Thursday, October 9, 2008

Trader's Highlight

DJI-NEW YORK, Oct 8 (Reuters) -U.S. stocks fell for a sixth straight session on Wednesday, as a coordinated worldwide cut in interest rates failed to alleviate fears about a global recession.

For the Dow and the S&P 500, Wednesday capped their biggest six-day point loss ever. It was a session of wild swings, with no clear direction determined until the final minutes. Wall Street's favorite measure of investor fear, the Chicago Board Options Exchange Volatility Index <.VIX>, hit a record intraday high and closed at yet another record.

During the session, the Dow swung 433.29 points from its session low at 9,194.78 to its intraday peak at 9,628.07 in extremely volatile trading. The Nasdaq's arc from its session low at 1,706.86 to the day's high covered 100.03 points, while the S&P 500 ran 50.09 points from its session low at 970.97 to intraday high above 1,000 in a day of whiplash moves.

NYMEX-NEW YORK, Oct 8 (Reuters) - U.S. crude oil futures ended with pared losses on Wednesday, helped by a rebound on Wall Street where investors scoured the market for bargains.

The day's losses were also curbed by news that OPEC may need to cut oil output to bolster prices and that OPEC oil ministers were talking of an emergency meeting in November to discuss the impact of the financial crisis.

On the New York Mercantile Exchange, November crude settled down $1.11, or 1.23 percent, at $88.95 a barrel,trading from $86.05 to $90.99. The day's low was the lowest since $85.82 was struck on Dec. 6, 2007.

CBOT-SOYBEANS - November up 38 cents at $9.64 per bushel,January up 38-1/4 at $9.79-1/4.

Rallied after spot month fell to a near 13-month low; firm cash markets noted as falling prices and Midwest rains stall harvest selling. Talk of short-covering as traders exit long Dalian/short CBOT soy spreads adds support.

Prospects for USDA early Friday to release a bullish U.S. soy production and stocks number and Argentine farmer strike lending support to soy.

Brazil 2008/09 soybean crop seen at record 60.10 million to 61.27 million tonnes, versus 60.02 million tonnes in 2007/08- government.
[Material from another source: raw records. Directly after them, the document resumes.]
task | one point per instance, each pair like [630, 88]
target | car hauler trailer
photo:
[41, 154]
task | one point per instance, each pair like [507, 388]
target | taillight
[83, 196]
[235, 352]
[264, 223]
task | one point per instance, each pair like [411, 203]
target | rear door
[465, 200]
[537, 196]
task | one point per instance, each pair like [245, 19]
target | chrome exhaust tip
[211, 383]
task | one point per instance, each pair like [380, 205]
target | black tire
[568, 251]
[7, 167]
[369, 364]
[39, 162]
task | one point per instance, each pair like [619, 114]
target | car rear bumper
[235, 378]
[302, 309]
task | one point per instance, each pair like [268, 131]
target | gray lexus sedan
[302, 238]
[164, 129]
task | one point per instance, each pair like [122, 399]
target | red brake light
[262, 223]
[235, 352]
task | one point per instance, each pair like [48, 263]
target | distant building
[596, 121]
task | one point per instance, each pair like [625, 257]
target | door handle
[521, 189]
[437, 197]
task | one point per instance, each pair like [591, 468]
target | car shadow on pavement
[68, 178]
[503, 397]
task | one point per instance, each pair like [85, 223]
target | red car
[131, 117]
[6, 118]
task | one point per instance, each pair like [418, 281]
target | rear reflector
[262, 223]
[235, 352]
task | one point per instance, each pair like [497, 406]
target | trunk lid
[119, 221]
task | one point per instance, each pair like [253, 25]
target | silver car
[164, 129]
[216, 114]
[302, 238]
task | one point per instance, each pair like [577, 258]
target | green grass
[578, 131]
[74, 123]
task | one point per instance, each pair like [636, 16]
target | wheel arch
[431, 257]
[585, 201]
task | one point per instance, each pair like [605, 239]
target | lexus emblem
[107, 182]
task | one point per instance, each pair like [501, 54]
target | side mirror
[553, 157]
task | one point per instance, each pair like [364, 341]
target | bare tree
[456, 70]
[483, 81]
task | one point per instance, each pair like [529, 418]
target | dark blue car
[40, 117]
SOYOIL - October down 0.01 cent at 39.40 cents per lb, December down 0.05 cent at 39.77 cents.Pressured by lower crude oil.

FCPO-KUALA LUMPUR, Oct 8 (Reuters) - Malaysian crude palm oil futures dived 5.1 percent to notch fresh 22-month lows on Wednesday as investors dumped commodity assets across the board in the biggest financial crisis since the Great Depression.

Palm oil tumbled along with vegetable oils in Asia after mineral oil, a main input cost that also faces competition from grains and oilseed in energy use, dropped as much $4 to about $86 per barrel.

The benchmark December contract on the Bursa Malaysia Derivatives Exchange fell as much as 95 ringgit to 1,755 ringgit ($502) per tonne, a level unseen since Nov 17. 2006 before settling down 75 ringgit at 1,775 ringgit a tonne.

REGIONAL EQUITY
-SINGAPORE, Oct 8 (Reuters) - Southeast Asian stock markets slid to new multi-year lows on Wednesday as investors sold on fears the world could be facing its worst economic and financial crisis since the Great Depression.

Indonesian shares <.JKSE> fell by 10.4 percent in early trade to hit its lowest level in two years before the stock exchange halted trading for an indefinite period. Singapore <.FTSTI> dived 6.6 percent to its lowest in three and a half years to close at 2,033 points.

The Philippine index <.PSI> slid 4.8 percent, Vietnam <.VNI> dropped 4.8 percent and Malaysia <.KLSE> outperformed the region closing down 2.7 percent.